The phrase “what Ortega calls (true happiness)” had caught my attention.
One reason was that it was also a thematic phrase in the song “Kowarekake no Radio” by 徳永英明, which I had posted from YouTube several times and disseminated to the world.
Since Tokunaga Hideaki is surely not a singer-songwriter in name only, I found myself thinking that although unlikely, there must be some possibility that he had read Ortega’s books.
The other day, when I searched in order to properly confirm “what Ortega calls (true happiness),” I came across a paper by 大町公, now a professor at 奈良大学, titled “On the ‘Minority’ in Ortega” (held by Nara University).
He was a scholar who had graduated from the Faculty of Letters at 京都大学.
Reading his paper, I came to a realization.
As I have already written, a mentor from my alma mater once told me, “You must enter Kyoto University, remain there, and stand bearing Kyoto University upon both your shoulders.”
That mentor had aspired to Kyoto University, but due to various circumstances entered 東北大学 and became a world history teacher at my alma mater, which was also his own.
I came to know that his advice to me had been entirely correct.

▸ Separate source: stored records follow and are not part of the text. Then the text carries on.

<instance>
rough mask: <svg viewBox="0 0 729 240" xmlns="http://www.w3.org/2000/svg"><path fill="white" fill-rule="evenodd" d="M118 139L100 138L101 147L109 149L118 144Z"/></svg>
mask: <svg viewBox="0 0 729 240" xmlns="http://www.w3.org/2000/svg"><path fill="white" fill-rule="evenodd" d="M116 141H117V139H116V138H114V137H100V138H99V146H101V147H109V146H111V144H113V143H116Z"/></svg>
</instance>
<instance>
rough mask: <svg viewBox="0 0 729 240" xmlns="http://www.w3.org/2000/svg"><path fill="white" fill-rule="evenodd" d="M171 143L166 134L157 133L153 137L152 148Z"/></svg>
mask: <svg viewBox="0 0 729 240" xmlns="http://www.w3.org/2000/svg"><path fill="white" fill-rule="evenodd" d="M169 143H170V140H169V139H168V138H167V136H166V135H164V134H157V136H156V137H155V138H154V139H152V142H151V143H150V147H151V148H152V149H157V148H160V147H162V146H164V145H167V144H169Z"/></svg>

This was because, having lived my life as a businessman, I was naturally an unknown figure in the world of discourse, and as readers know, I was forced by circumstances to appear in the world of the Internet.
Before long, I wrote an elite theory and a labor theory.
That these were things no one had ever written before, and things no one had ever been able to write before, must have been noticed by men of keen insight around the world.
I wrote an elite theory that is no less compelling than Ortega’s own.